Warum sich Unternehmen gerade jetzt auf eine Stagnation vorbereiten sollten

Exportüberschüsse, der DAX im Allzeithoch und solides Wachstum: Die deutsche Wirtschaft ist stabil wie schon lange nicht mehr. Warum sich Unternehmer gerade jetzt nicht auf ihren Lorbeeren ausruhen und wie sie sich auf eine Stagnation vorbereiten sollten, erklärt Andrea Mollenhauer, Partner der mmc AG.

Was gegen Stagnation hilft: „Man sollte nicht erst schwimmen lernen, wenn einem das Wasser bis zum Hals steht“ – Interview mit Andrea Mollenhauer

Unsere Wirtschaft brummt. Warum raten Sie Unternehmen trotzdem dazu, sich jetzt auf eine Stagnation vorzubereiten?

VWL-Studenten lernen schon im ersten Semester, dass die Konjunktur in Phasen verläuft: Auf eine Wachstumsphase folgt der Boom, da sind wir jetzt gerade. Dann kommt es zum Abschwung: Das Wirtschaftswachstum stagniert und schrumpft eventuell sogar. Unternehmer, die denken, es gehe mit dem Wachstum immer so weiter, sind naiv und kurzsichtig. Gerade in wirtschaftlich starken Zeiten stehen die Mittel zur Verfügung, um für eine Stagnation und schrumpfende Marktanteile vorzusorgen.

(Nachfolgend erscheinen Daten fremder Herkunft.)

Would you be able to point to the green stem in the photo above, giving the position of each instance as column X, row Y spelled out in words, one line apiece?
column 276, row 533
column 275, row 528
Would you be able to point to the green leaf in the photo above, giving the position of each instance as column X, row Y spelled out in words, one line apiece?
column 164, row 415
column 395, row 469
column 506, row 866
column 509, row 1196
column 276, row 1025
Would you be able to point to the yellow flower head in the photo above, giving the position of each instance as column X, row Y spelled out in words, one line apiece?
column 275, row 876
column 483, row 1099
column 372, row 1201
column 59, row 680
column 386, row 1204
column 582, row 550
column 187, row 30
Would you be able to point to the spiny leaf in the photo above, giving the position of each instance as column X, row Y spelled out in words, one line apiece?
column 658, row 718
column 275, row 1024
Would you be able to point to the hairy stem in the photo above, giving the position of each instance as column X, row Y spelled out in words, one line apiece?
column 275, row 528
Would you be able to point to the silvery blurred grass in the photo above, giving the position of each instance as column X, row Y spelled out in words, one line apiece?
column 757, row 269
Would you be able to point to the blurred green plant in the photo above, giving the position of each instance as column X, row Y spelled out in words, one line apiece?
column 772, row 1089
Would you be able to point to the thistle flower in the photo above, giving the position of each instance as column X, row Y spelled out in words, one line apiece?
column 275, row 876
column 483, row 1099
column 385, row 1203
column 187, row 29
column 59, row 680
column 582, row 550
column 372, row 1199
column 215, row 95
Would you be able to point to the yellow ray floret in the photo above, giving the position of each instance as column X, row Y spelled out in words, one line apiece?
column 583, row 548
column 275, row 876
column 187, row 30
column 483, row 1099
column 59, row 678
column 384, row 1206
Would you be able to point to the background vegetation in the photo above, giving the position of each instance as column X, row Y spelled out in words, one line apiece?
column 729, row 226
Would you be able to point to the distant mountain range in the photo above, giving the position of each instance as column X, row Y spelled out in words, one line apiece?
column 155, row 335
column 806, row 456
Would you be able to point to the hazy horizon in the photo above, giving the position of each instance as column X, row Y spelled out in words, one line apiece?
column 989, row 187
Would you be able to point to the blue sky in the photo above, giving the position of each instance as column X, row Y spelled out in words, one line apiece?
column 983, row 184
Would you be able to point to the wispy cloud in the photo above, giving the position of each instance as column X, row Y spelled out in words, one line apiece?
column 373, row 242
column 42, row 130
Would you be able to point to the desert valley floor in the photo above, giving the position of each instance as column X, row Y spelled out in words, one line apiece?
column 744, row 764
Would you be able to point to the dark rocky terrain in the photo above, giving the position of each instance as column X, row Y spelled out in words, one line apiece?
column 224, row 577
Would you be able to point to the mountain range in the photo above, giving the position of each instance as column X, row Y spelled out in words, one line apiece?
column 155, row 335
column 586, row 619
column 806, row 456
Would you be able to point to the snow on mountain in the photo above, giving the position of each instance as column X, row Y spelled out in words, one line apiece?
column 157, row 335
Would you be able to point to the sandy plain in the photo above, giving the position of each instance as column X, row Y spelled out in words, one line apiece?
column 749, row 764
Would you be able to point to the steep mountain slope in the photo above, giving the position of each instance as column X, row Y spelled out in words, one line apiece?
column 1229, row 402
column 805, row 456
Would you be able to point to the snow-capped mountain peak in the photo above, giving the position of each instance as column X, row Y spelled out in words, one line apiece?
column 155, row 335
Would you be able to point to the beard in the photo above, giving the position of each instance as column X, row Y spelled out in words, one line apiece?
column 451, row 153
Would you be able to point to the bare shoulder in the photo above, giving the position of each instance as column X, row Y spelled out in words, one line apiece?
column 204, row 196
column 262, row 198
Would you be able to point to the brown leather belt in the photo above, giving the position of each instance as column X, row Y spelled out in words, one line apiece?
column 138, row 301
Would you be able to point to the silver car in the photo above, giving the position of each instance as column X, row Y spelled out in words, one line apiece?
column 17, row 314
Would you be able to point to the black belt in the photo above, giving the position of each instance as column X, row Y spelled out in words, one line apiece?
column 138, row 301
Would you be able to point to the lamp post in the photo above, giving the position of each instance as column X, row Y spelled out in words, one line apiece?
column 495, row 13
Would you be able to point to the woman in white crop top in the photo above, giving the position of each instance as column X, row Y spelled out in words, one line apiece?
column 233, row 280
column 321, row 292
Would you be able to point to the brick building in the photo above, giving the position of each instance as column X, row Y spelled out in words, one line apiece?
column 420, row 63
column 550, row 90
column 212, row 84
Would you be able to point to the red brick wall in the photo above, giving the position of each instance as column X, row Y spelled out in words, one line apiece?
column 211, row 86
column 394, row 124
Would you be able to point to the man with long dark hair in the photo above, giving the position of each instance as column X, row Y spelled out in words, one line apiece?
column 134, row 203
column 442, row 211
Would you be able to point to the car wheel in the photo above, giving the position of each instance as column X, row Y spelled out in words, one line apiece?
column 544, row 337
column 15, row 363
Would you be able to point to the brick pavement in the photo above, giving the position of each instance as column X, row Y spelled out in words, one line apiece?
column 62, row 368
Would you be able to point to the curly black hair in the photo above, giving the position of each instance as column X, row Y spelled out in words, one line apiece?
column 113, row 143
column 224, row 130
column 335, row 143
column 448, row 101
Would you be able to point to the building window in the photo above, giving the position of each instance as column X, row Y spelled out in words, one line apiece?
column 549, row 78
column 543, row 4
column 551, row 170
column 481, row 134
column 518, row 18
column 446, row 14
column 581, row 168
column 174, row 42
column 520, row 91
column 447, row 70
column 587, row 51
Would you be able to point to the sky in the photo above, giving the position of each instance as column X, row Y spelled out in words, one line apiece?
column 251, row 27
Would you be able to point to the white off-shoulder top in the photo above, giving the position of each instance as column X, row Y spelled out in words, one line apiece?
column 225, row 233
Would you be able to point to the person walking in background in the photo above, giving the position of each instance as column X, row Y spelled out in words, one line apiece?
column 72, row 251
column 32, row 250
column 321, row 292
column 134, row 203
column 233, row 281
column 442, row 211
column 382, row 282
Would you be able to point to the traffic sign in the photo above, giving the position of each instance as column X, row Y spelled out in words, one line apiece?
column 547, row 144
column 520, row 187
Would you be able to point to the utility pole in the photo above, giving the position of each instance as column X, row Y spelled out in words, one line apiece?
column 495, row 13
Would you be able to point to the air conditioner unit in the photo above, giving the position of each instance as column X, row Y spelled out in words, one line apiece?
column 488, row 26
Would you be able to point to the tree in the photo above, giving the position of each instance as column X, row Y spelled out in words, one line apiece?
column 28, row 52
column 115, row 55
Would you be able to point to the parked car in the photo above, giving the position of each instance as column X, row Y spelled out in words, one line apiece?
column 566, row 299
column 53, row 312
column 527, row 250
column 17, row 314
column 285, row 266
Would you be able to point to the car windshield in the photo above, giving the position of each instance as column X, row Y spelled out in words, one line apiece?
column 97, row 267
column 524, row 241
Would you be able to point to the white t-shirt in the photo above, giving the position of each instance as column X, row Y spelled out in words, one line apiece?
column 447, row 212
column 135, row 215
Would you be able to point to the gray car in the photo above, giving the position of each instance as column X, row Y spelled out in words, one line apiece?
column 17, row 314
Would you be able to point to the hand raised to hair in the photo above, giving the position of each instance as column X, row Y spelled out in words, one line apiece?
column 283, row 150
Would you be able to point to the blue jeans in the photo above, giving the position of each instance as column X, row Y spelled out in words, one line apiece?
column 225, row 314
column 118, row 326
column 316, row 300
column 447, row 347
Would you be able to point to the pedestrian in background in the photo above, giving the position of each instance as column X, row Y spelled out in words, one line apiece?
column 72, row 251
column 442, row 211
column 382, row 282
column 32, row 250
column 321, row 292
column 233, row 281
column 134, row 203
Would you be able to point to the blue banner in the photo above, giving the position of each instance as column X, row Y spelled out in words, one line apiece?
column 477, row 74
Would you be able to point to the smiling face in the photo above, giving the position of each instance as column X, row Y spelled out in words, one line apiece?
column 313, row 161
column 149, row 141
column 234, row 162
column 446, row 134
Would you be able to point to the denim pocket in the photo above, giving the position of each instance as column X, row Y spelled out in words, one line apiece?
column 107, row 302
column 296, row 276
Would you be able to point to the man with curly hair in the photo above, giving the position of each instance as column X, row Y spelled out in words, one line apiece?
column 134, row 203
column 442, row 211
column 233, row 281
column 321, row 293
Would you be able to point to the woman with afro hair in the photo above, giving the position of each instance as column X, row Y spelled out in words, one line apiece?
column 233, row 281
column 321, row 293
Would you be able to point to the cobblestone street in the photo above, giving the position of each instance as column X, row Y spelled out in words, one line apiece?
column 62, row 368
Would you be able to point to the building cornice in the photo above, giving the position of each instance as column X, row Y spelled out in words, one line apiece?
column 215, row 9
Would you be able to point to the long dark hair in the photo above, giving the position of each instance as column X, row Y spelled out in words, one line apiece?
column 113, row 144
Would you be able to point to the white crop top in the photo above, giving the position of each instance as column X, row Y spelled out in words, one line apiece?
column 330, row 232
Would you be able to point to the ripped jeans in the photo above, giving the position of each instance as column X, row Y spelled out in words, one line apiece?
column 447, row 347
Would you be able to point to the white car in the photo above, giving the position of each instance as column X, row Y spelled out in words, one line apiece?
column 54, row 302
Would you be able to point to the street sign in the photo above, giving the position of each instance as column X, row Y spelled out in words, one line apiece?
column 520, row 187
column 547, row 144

Was sollten Unternehmen konkret tun?

An erster Stelle muss die Bildung von Rücklagen stehen. Nur mit einer soliden Kapitalbasis können Unternehmen eine Durststrecke von mehreren Monaten überwinden, ohne schrumpfen zu müssen. Damit die ersten Anzeichen einer Stagnation schnell erkannt werden, sollte ein Frühwarnsystem eingerichtet werden: Vertrieb und Zulieferer haben hierfür die notwendigen Kennzahlen. Nicht zuletzt gilt es auch, flexibel zu bleiben, was Produktausrichtung und Geschäftsmodell betrifft. Denn was einem die Kunden heute aus der Hand reißen, kann morgen schon von gestern sein.

Oft heißt es ja, dass Krisen auch eine Chance sind. Trifft das Ihrer Meinung nach auch auf Unternehmen zu?

Auf jeden Fall. Das A und O ist Vorsorge. Wer erst überlegt, was schiefläuft, wenn die Zahlen zurückgehen, der hat ein Problem: Denn jetzt fehlen zum einen die finanziellen und personellen Ressourcen, um eine Neuausrichtung zu planen und durchzuführen. Zum anderen wird die Zeit knapp: Man sollte nicht erst schwimmen lernen, wenn einem das Wasser schon bis zum Hals steht. Deshalb sollte in Bereiche wie F&E kontinuierlich Geld fließen. Wer gut aufgestellt ist und beständig in Innovationen investiert, der hat die Chance, in einer Krise Marktanteile von geschwächten Konkurrenten zu gewinnen. Dann ist eine Krise die Möglichkeit, zu wachsen und die Produktpallette neu aufzustellen.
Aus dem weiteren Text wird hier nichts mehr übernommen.